Claudia Ronchetti è tornata da pochi giorni ed è ancora grande la sua emozione per l’ultima impresa. Ha attraversato in sella alla sua bici tutti gli Stati Uniti coast to coast, al Nord, nelle terre più selvagge e autentiche. Oltre sette mila chilometri in due mesi con ben 56mila metri di dislivello.

«I primi quattromila sono stati fantastici. In mezzo alla natura quasi incontaminata ho percorso deserti, foreste e piccolissimi centri.
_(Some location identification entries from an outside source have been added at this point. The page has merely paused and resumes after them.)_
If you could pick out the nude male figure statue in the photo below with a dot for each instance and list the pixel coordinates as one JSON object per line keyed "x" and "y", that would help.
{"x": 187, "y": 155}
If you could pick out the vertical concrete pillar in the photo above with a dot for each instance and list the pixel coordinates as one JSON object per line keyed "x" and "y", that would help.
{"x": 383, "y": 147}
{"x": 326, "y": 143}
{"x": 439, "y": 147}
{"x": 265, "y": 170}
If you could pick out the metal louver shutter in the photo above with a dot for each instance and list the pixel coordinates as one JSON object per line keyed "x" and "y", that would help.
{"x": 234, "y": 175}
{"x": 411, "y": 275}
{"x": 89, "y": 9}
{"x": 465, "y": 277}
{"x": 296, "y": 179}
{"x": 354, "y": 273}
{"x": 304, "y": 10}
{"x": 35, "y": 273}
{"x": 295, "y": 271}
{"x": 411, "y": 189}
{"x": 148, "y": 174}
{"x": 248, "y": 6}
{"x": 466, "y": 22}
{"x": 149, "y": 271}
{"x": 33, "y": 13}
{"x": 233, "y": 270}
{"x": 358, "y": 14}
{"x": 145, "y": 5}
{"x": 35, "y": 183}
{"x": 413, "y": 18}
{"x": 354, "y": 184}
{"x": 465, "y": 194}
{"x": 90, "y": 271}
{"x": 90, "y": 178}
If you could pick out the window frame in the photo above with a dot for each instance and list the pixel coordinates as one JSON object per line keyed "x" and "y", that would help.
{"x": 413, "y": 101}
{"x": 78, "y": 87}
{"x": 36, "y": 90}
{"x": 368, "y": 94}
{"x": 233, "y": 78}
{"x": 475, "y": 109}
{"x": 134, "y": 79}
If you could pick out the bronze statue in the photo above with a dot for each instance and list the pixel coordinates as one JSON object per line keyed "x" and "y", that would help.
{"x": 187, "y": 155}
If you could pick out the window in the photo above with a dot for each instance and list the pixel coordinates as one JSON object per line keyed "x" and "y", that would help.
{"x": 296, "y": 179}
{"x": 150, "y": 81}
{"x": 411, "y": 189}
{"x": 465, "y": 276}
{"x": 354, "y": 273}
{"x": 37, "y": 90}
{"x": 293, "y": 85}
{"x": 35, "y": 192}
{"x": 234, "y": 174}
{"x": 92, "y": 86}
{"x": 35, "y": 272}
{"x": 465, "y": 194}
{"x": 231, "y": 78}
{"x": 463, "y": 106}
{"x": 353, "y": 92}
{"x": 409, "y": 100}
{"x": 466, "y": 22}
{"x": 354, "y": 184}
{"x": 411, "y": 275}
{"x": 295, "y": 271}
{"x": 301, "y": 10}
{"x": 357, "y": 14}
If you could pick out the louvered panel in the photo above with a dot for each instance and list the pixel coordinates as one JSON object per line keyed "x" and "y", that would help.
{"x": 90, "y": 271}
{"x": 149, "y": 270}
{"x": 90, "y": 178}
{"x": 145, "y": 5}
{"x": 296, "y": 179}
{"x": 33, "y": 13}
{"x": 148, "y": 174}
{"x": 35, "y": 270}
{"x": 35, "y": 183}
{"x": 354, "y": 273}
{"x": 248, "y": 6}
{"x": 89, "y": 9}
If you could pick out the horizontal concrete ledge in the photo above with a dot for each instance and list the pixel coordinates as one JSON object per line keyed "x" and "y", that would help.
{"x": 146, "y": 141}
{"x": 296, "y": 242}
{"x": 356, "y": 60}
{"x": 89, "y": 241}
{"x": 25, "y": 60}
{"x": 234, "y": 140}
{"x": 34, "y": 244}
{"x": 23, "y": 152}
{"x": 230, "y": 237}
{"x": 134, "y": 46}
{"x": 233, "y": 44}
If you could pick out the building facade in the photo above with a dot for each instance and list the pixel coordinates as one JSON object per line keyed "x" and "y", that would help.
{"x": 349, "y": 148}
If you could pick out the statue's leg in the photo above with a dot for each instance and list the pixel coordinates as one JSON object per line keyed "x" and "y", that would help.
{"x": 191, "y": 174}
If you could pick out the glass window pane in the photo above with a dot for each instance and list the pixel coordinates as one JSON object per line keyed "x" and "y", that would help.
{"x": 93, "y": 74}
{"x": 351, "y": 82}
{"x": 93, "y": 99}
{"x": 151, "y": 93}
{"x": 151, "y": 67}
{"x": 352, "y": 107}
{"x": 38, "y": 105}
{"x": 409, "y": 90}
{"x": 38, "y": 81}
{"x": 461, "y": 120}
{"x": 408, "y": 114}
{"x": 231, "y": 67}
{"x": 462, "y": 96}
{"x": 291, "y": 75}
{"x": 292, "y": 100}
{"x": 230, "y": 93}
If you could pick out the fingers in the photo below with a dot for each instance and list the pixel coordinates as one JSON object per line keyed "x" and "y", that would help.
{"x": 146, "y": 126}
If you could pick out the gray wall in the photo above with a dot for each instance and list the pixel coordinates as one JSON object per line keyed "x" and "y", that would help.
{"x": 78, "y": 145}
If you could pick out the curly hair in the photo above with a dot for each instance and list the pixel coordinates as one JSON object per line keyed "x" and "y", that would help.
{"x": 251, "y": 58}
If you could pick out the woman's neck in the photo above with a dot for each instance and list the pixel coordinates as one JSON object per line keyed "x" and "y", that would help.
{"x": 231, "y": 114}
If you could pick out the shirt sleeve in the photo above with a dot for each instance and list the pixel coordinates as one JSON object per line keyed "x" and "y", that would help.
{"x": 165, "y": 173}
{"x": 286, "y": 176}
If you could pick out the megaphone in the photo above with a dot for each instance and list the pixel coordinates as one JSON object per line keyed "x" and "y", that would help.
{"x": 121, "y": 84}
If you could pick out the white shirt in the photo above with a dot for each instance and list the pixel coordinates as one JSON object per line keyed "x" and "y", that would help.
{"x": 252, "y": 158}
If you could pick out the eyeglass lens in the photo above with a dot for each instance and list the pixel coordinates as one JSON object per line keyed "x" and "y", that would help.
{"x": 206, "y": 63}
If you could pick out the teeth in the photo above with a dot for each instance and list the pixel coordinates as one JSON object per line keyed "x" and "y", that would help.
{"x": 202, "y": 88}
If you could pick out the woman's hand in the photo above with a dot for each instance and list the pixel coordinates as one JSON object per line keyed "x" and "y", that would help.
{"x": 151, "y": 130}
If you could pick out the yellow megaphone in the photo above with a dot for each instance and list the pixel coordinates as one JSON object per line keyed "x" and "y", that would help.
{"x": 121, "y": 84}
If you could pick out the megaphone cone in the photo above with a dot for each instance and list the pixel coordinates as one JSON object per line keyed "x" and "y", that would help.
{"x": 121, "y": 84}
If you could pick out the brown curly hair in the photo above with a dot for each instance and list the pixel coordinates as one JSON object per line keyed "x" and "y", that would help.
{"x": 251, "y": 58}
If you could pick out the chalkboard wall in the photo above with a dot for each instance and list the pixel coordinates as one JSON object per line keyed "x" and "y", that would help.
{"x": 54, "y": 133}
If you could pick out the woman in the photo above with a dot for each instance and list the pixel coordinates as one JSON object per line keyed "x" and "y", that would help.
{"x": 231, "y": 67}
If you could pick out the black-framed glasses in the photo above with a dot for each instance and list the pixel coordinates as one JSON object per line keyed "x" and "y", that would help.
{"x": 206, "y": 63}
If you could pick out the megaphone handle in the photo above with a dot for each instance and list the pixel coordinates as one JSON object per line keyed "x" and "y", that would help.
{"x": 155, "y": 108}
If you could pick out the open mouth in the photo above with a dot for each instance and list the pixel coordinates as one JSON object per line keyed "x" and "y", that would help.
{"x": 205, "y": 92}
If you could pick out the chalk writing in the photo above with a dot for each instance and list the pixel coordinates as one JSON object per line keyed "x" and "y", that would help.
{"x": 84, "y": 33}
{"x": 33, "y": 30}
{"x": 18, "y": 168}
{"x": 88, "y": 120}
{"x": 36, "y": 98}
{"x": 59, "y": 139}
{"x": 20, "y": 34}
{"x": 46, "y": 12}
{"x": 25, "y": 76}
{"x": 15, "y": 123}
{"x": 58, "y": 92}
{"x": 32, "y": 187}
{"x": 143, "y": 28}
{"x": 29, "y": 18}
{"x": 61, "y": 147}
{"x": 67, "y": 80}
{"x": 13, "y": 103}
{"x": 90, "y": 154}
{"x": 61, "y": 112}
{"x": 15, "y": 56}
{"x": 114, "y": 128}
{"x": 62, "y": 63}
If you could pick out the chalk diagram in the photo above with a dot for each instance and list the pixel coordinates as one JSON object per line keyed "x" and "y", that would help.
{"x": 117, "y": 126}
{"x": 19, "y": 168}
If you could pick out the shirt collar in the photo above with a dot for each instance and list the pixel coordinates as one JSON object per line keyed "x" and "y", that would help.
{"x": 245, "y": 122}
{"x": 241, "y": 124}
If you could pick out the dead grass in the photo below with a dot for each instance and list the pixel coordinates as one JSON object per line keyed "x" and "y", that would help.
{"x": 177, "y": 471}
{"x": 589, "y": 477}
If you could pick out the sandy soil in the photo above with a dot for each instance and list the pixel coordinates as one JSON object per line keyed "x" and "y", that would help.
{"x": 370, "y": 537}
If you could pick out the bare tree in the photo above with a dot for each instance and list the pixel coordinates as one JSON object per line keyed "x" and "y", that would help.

La mia sorpresa più grande è stata l’ospitalità delle persone e grazie a questa ho dormito una ventina di notti nelle case».

Partita l’8 giugno da casa, una volta atterrata a Portland, ha attraversato dieci stati quali l’Oregon, Idaho, Montana, Wyoming, Colorado, Kansas, Missouri, Illinois, Kentucky, Virginia per ripartire poi il 17 agosto alla volta di Marchirolo.

Una lunghissima pedalata sulle tracce della Trans America bike rice, una delle gare più difficili e impegnative di tutto il mondo lunga circa cinquemila chilometri. Claudia, non contenta, ne ha aggiunti altri duemila. Ha trovato ogni genere di temperatura, dai quattro gradi dell’Hoosier pass in Colorado a quota 3.517 ai cinquanta in Kansas che le hanno mandato in tilt anche le dotazioni tecnologiche che aveva con sé. Lungo gran parte del percorso Claudia ha aggiornato una pagina Facebook con foto, testi e video.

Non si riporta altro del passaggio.